Existing automated graphic design methods face two key bottlenecks: traditional two-stage pipelines lack intelligence and creativity, while diffusion-based approaches generate only non-editable pixel-level images with blurry text rendering and limited practicality. This paper proposes the first natural language–driven, editable multimodal layer generation framework, integrating multimodal large language models (MLLMs) and diffusion models in an end-to-end jointly trained architecture. We introduce a novel paradigm of parameterized rendering coupled with image asset co-generation: the MLLM parses user instructions to predict layer attributes and layout structure, while the diffusion model synthesizes high-fidelity visual content. Experiments across diverse design scenarios demonstrate significant improvements over state-of-the-art methods, enabling efficient generation of high-fidelity, semantically aligned, fully editable vector and layered design files—effectively bridging creative flexibility and engineering practicality.

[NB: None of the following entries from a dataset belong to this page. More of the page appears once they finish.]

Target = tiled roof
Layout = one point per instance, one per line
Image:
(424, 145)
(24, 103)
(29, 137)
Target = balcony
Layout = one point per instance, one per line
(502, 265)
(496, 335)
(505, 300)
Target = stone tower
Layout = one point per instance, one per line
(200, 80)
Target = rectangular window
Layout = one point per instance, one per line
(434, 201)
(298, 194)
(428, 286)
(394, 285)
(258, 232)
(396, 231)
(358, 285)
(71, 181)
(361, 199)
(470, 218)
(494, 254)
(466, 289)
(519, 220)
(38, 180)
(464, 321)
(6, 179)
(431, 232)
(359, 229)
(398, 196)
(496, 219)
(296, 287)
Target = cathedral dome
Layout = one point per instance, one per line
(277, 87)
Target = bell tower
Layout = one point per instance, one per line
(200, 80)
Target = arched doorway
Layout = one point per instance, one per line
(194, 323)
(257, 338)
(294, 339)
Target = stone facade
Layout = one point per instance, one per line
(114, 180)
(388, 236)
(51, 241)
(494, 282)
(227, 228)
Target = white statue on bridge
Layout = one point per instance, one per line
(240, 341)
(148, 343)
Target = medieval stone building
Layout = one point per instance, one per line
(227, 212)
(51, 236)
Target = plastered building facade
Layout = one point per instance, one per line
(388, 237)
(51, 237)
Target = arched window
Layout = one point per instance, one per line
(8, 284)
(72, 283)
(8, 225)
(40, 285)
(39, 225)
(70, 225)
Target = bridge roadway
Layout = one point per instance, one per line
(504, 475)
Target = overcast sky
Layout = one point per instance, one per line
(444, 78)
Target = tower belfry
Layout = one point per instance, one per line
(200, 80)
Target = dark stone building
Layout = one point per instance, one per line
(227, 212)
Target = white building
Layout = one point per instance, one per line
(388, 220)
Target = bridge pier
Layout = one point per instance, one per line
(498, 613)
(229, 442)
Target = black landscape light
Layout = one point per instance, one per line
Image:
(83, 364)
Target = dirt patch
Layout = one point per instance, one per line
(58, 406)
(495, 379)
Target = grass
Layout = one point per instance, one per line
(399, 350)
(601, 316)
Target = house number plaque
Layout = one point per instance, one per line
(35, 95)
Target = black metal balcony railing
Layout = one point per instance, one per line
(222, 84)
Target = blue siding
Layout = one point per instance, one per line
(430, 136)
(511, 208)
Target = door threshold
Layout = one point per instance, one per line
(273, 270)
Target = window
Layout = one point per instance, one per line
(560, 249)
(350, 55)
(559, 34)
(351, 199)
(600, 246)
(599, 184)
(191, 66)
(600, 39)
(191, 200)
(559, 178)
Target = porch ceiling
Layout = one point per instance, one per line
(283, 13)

Graphic design visually conveys information and data by creating and combining text, images and graphics. Two-stage methods that rely primarily on layout generation lack creativity and intelligence, making graphic design still labor-intensive. Existing diffusion-based methods generate non-editable graphic design files at image level with poor legibility in visual text rendering, which prevents them from achieving satisfactory and practical automated graphic design. In this paper, we propose Instructional Graphic Designer (IGD) to swiftly generate multimodal layers with editable flexibility with only natural language instructions. IGD adopts a new paradigm that leverages parametric rendering and image asset generation. First, we develop a design platform and establish a standardized format for multi-scenario design files, thus laying the foundation for scaling up data. Second, IGD utilizes the multimodal understanding and reasoning capabilities of MLLM to accomplish attribute prediction, sequencing and layout of layers. It also employs a diffusion model to generate image content for assets. By enabling end-to-end training, IGD architecturally supports scalability and extensibility in complex graphic design tasks. The superior experimental results demonstrate that IGD offers a new solution for graphic design.